I just found that Devonthink doesn’t recognize the texts (hence, zero word count) of some pdf files that are fully OCRed, and very clean.
I can copy and highlight the texts (words) in the acrobat reader and even within the Devonthinkś reader. I get clean texts on my clipboard when I copy them.
The funny part is: Once I opened the files, and highlighted some texts. Devonthink immediately recognizes the texts, and populates the concordance.
But, still, Devonthink is showing “no concordance”. What is going on here?
Can you guys check if the issue is just within my system by downloading and dragging this file into your database?
I found the issue had been with the indexing. I rebuild the database and the above file is recognized now.
But, i still have a couple of documents that are show gibberish text within Devonthink (copied;as well as in the concordance). They have fine texts when copied in Adobe.
It could be a DRM variant. When the certificate that locks the PDF is broken, the text is converted in gibberish, in other words: that is the “text” stored into the PDF, that when passed by the encryption layer, it is converted into real good text.
The only solution is re-OCR the text, with DT included OCR or with external tools. For that, I have last Abbyy PDF version in Windows 10 (macOS one is crap), that if it is a text PDF, it OCRs as text PDF with the right text inside instead of gibberish.

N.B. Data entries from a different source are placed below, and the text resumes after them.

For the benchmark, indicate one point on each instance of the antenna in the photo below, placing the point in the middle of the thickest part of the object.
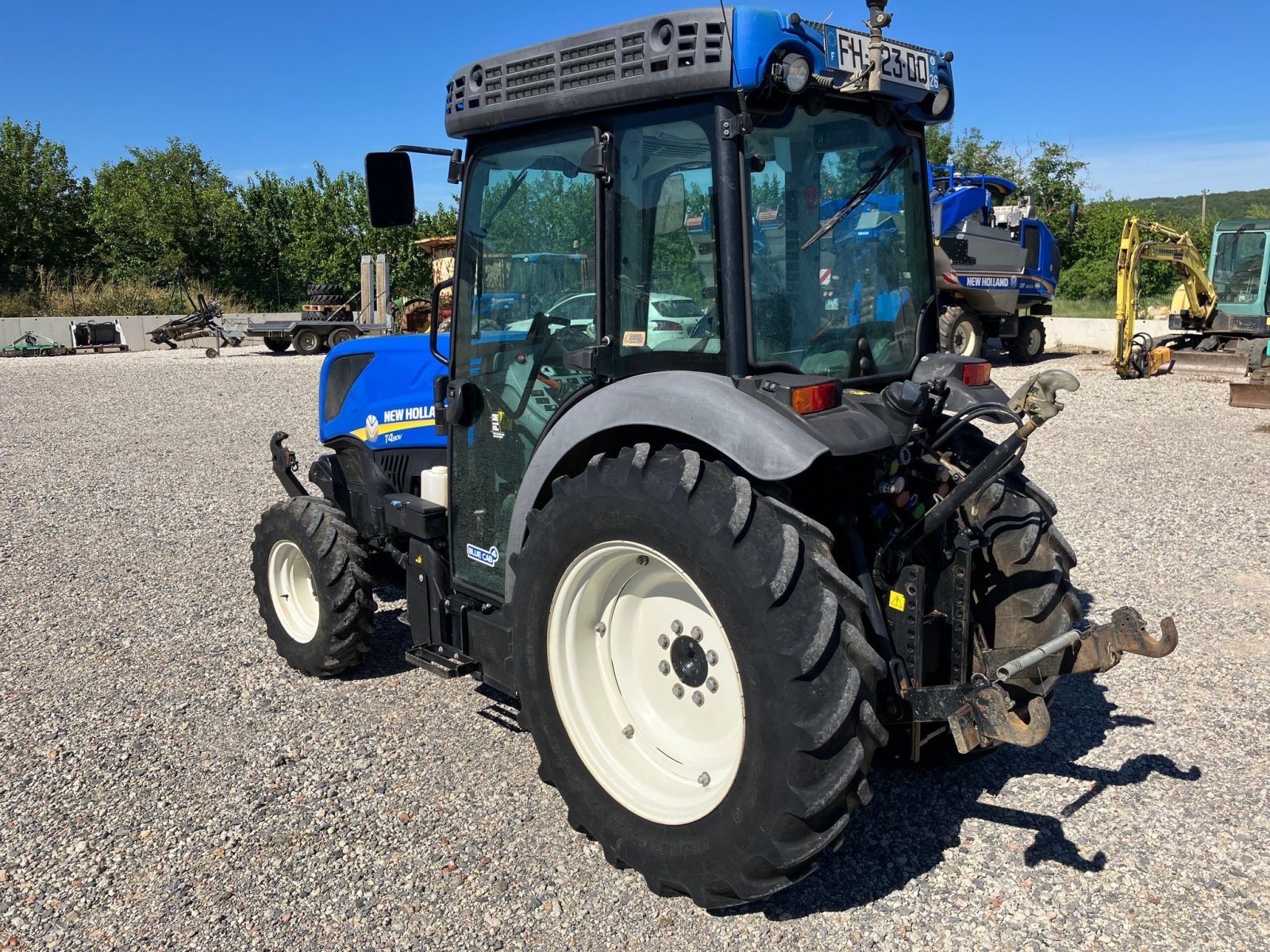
(732, 48)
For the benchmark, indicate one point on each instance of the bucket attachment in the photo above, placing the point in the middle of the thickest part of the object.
(1213, 363)
(1254, 393)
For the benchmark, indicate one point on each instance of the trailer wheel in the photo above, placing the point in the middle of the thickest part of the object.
(306, 342)
(313, 587)
(694, 670)
(960, 332)
(1030, 343)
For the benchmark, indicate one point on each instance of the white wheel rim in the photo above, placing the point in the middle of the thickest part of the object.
(291, 587)
(667, 758)
(964, 340)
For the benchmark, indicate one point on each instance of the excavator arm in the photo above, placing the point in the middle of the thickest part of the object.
(1136, 355)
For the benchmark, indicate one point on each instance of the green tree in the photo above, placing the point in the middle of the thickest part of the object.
(164, 213)
(44, 221)
(939, 144)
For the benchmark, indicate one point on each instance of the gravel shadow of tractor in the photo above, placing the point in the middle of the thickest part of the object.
(882, 856)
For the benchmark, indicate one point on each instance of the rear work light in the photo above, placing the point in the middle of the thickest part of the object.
(977, 374)
(812, 400)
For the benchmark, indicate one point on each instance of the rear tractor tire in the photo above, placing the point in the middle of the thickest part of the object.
(960, 332)
(313, 587)
(695, 674)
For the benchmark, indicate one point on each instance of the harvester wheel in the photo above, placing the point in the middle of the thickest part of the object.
(1030, 343)
(313, 585)
(960, 332)
(306, 342)
(695, 674)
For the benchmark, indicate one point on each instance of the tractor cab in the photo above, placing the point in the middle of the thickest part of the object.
(724, 192)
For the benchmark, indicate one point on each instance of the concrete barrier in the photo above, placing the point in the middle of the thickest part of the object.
(1095, 333)
(135, 328)
(1098, 333)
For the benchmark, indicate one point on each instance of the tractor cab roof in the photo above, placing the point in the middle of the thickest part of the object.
(700, 51)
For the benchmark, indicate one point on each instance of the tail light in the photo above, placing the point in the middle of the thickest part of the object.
(977, 374)
(812, 400)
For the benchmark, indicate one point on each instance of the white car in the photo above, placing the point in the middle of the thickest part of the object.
(670, 317)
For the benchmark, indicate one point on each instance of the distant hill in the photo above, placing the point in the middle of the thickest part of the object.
(1221, 205)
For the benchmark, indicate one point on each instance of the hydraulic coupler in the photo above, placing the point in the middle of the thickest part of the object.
(988, 712)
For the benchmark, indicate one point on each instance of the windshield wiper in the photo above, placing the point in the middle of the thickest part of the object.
(507, 197)
(893, 159)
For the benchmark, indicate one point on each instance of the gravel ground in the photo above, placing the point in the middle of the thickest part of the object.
(169, 784)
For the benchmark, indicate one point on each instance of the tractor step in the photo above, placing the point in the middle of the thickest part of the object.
(435, 660)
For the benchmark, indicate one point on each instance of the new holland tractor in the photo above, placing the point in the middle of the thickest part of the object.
(721, 571)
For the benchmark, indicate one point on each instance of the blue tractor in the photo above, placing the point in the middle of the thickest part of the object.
(719, 571)
(996, 264)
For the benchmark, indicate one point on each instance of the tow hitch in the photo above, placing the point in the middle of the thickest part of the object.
(987, 712)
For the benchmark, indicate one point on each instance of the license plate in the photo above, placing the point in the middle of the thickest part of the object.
(906, 65)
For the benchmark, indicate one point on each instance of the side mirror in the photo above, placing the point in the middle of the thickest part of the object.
(391, 190)
(671, 206)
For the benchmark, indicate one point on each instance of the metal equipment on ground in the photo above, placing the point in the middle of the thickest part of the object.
(1219, 317)
(721, 571)
(203, 323)
(32, 344)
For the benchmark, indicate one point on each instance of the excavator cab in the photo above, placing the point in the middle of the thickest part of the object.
(1240, 266)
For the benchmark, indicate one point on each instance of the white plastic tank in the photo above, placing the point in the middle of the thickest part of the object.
(435, 486)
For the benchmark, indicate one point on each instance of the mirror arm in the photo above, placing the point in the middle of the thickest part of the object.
(456, 159)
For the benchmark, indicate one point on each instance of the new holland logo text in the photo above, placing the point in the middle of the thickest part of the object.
(486, 556)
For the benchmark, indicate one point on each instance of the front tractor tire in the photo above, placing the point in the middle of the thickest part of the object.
(1029, 344)
(695, 674)
(313, 587)
(960, 332)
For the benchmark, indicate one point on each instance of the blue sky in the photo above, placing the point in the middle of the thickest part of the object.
(1162, 97)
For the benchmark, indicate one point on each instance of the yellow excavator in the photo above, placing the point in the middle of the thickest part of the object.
(1231, 340)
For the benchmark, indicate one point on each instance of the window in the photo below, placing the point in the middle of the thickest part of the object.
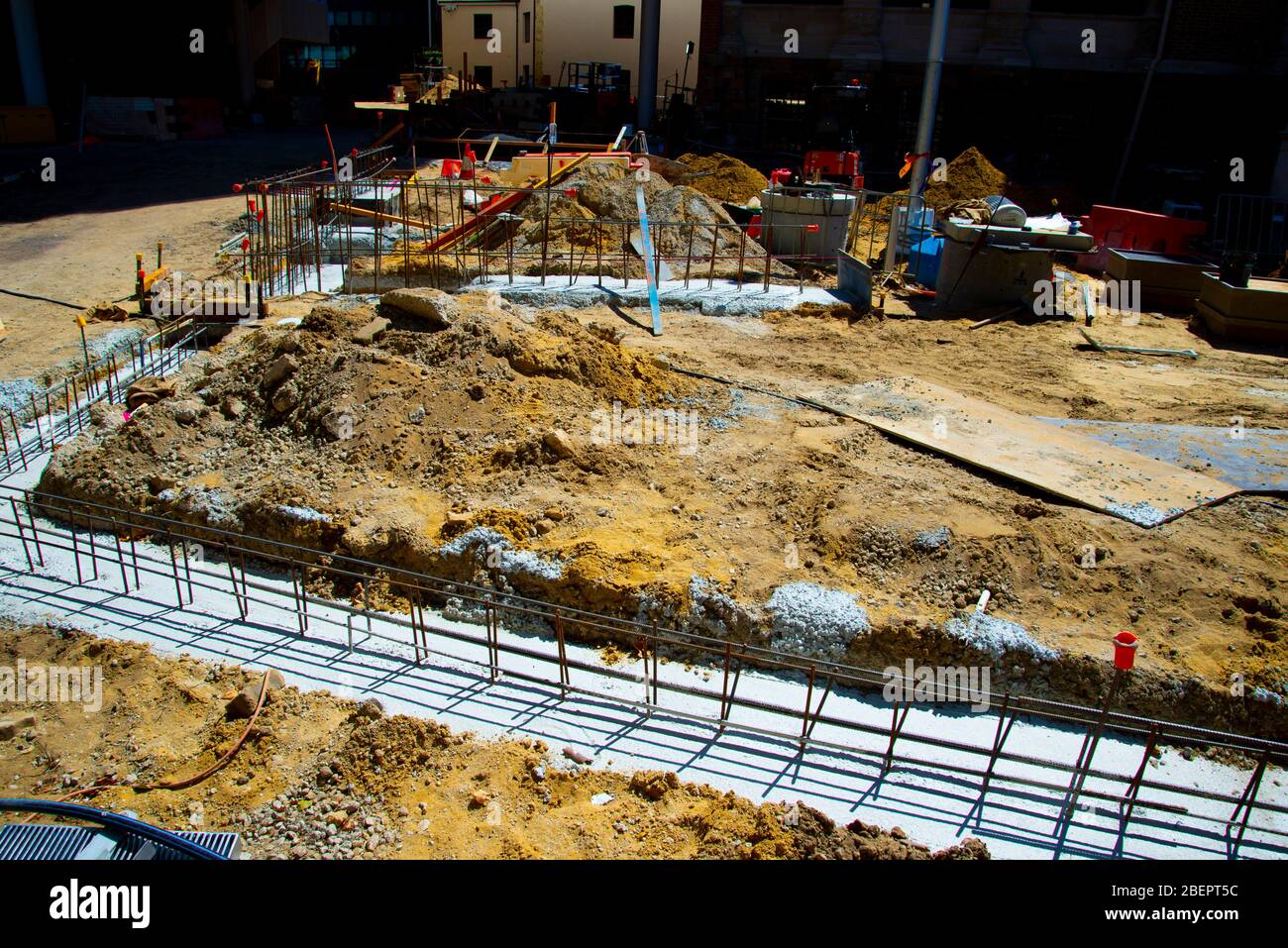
(623, 22)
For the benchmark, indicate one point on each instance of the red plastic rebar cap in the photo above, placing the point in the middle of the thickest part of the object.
(1125, 651)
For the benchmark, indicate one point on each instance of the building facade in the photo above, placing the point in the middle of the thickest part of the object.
(536, 40)
(1046, 88)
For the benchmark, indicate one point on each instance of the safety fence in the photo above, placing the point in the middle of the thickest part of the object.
(269, 582)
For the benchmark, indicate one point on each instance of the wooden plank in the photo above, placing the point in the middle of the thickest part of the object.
(1060, 462)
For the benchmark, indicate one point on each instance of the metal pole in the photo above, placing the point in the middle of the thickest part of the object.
(928, 102)
(1140, 104)
(651, 17)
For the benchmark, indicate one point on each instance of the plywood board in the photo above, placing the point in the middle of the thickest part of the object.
(1122, 483)
(1253, 459)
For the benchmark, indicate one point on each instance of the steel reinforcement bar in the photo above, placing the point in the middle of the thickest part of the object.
(97, 536)
(62, 410)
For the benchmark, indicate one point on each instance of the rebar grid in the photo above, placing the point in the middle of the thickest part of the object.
(84, 540)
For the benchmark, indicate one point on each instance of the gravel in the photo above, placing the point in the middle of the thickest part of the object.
(481, 540)
(997, 636)
(809, 620)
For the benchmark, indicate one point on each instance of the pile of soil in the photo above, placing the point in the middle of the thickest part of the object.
(722, 176)
(329, 779)
(456, 427)
(969, 175)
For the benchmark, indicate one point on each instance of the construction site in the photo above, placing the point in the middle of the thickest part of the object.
(511, 473)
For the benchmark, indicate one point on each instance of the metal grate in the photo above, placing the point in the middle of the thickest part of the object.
(44, 841)
(1250, 224)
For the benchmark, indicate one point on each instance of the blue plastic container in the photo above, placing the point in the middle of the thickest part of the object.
(923, 261)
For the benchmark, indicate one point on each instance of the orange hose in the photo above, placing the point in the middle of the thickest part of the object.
(214, 768)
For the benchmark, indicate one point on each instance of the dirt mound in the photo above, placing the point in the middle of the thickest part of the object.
(969, 175)
(722, 176)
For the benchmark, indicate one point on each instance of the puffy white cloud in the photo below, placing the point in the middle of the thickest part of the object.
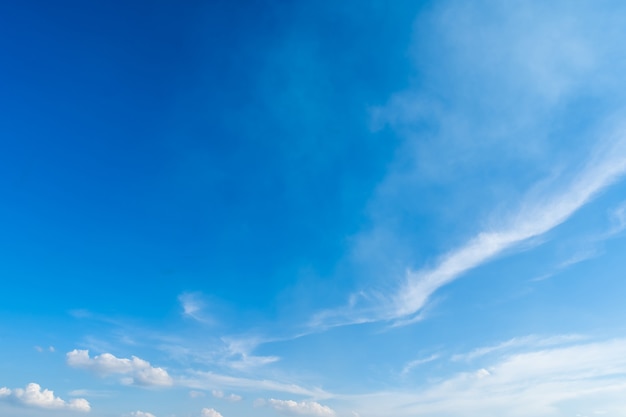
(138, 371)
(210, 412)
(576, 379)
(34, 396)
(303, 408)
(141, 414)
(230, 397)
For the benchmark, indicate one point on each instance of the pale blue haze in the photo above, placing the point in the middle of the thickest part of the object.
(349, 209)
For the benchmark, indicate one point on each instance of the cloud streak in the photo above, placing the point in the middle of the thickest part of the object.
(137, 370)
(34, 396)
(579, 379)
(539, 213)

Did it. It seems that PDF has some non-standard thing because ABBYY in Windows 10 generates a scanned-like one instead of a pure text as the original is. With MRC compression to lower size.
I did a conversion from DT as well, but result took 135 MB (I think there no exists any good OCR system in macOS). However, once I annotated the ABBYY one, it become same 135 MB size… As said, native Apple PDF support is crap.
I’m attaching both, and in both annotations are shown right into DT.